Researchers have discovered that ChatGPT has a liberal bias when it comes to politics. They revealed less about the AI’s performance and more about how complicated it is to talk about bias.

The project was conducted at the UK’s University of East Anglia and asked the AI to answer questions on topical issues as if it were a liberal voter in the US, UK, and Brazil, then then again as an agnostic respondent. The two sets of answers didn’t vary much.

Proof of bias? Absolutely.

The bias starts with the assumption that we can define bias.

I think biases are predetermined opinions or ways of processing information. They’re not inherently wrong, as a bias toward established, verified facts is probably a good thing. But most people believe that facts are themselves biased, so there’s no such thing as an unbiased source of information.

It all comes down to what data are included in any decision-making process, and how that data is weighted and therefore considered. The answers you get from AI are dependent on not just what questions you ask of it but how you ask them.

Biases are structural, as are our opinions of them.

While the UK researchers found that ChatGPT leaned liberal, its analysis of models developed by Google were biased toward conservative opinions. Facebook’s LLaMA seemed more authoritarian and right wing, too.

It turns out that each model relied on different data sets, with the conservative-leaning AIs using books and the liberal AI relying more on Internet data and social media comments.

Remember, LLMs aren’t truth engines but rather sophisticated tools for completing sentences, so they are quite literally bound by the scope of their data. But that’s also the rub: if ChatGPT concluded that climate change was real and man-made, was that because it leaned left or stated a fact? Ditto for a Google conclusion, say, that social change should be slowed and considered, which sounds conservative but is also born out by lots of history?

Our biases affect how we perceive biases.

I know, I know, there’s no such thing as truth. Each of us has our own set of truths that are sacrosanct despite whatever external influences might suggest otherwise.

Overlay that belief on coding, queries, and analyses of AI and you get a wildly diverse array of interpretations of its biases that vary based on expectations, geographic location, age, gender, political persuasion, religious belief, physical well-being, even the current weather conditions and time of day.

Good luck sorting it out to the satisfaction of everyone, everywhere, every time.

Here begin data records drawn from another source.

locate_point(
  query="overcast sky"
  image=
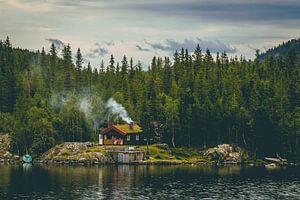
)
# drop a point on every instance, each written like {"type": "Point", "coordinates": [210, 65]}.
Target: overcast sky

Sounds like a make-work scheme for lots of well-intentioned people.

This leads to perhaps the biggest bias of them all.

Many of us are tired of doing battle with one another. Our wants and needs chafe in every instance where we’d hope they’d find tolerance, if not resolution. Our public discourse is paralyzed and angry, our private conversations dominated by suspicions and fears.

Want want AI to sort things out for us.

Somehow, robots can become pure entities, unencumbered by the imperfections that cloud human judgement and render perfectly just and fair answers to every question. We’ll preclude their biases and correct them should they occur. They’ll listen and obey when we don’t.

It’s a tech wet dream.

We can and should strive to ensure that AIs aren’t overly stupid or cruel, but the premise that we can build machines that don’t just operate efficiently but provide answers that please our ever-changing opinions about bias and truth is a fool’s errand.

There’s no technology solution for bias. It’s just another bias.